📅 情報基準日:2026年4月時点
宅建試験に合格しただけでは宅建士を名乗れません。「宅地建物取引士証」の交付を受けるまでの手続きと、その後のキャリアを整理します。
目次
宅建合格後の手続きの流れ
- 合格証書の受領(11〜12月頃)
- 登録実務講習の受講(実務経験2年未満の場合)
- 都道府県知事への登録申請
- 宅建士証の交付申請(5年ごとに更新)

登録実務講習とは
不動産取引の実務経験が2年未満の場合、宅建業法の登録要件として「登録実務講習」の修了が必要です。

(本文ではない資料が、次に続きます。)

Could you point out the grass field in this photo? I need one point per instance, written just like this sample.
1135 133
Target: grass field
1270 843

- 主な登録実務講習機関:日建学院・LECTACセンター・大栄教育システム等
- 受講期間:2日間(通学)または通信教育+スクーリング1.5日
- 費用:約20,000〜30,000円
- 修了試験:○×式(難易度は低い)
宅建士証の交付まで(費用・期間)
| 手続き | 費用の目安 | 期間の目安 |
|---|---|---|
| 登録実務講習 | 約2〜3万円 | 1〜2ヶ月 |
| 知事登録申請 | 約3.7万円(東京都の場合) | 1〜2ヶ月 |
| 宅建士証交付申請 | 約4,500円(東京都の場合) | 数週間 |
合計で6〜9万円・3〜4ヶ月が目安です。
宅建士資格の活かし方
①不動産業界への就職・転職
宅建業者は事務所5名に1名以上の専任宅建士を設置する義務があるため、資格保有者の採用ニーズが高いです。
- 不動産仲介会社(売買・賃貸)
- ハウスメーカー・デベロッパー
- 不動産管理会社
- 金融機関(不動産融資・住宅ローン部門)
転職市場での宅建の価値:未経験でも採用されやすく、宅建士手当(月1〜5万円)が支給される会社も多いです。
②副業・資産運用への活用
宅建知識は不動産投資・自分の物件売買時に直接役立ちます。重要事項説明の内容を理解できるため、不利な条件での契約を防げます。
③不動産四冠への道
宅建はいわゆる「不動産四冠」への第一歩です。
| 資格 | 試験時期 | 特徴 |
|---|---|---|
| 宅地建物取引士(宅建) | 10月 | 最初に取得すべき資格(知名度・需要No.1) |
| 管理業務主任者(管業) | 12月 | マンション管理会社での設置義務。宅建と法令が重複多 |
| マンション管理士(マン管) | 11月 | 管業と同時受験が効率的。国家資格の中でも難関 |
| 賃貸不動産経営管理士(賃管) | 11月 | 賃貸住宅管理業法の施行で重要性が急上昇 |
よくある質問(FAQ)
Q. 宅建士証がなくても宅建業者に就職できますか?
A. はい。就職後に登録手続きを進めることが一般的です。入社後に登録実務講習を受け、宅建士証を取得するケースがほとんどです。
Q. 宅建は他の資格との相乗効果はありますか?
A. 大きいです。FP(ファイナンシャルプランナー)・行政書士・管業・マン管との組み合わせで業務の幅が広がります。
Q. 宅建士として独立開業はできますか?
A. 宅建業の免許(国土交通大臣または都道府県知事免許)を取得すれば開業可能です。専任宅建士(自分)・営業保証金の供託または保証協会への加入が必要です。
まとめ
- ✅ 宅建士証取得まで:登録実務講習→知事登録→証交付(6〜9万円・3〜4ヶ月)
- ✅ 不動産業界での採用ニーズが高く手当支給の会社も多い
- ✅ 宅建を足がかりに管業・マン管・賃管の四冠を目指せる
- ✅ 不動産投資・資産運用にも直接役立つ実用的な資格
免責事項
本記事の内容は執筆時点の情報に基づきますが、正確性・完全性を保証するものではありません。最終的な判断は必ず公的機関の最新情報をご確認ください。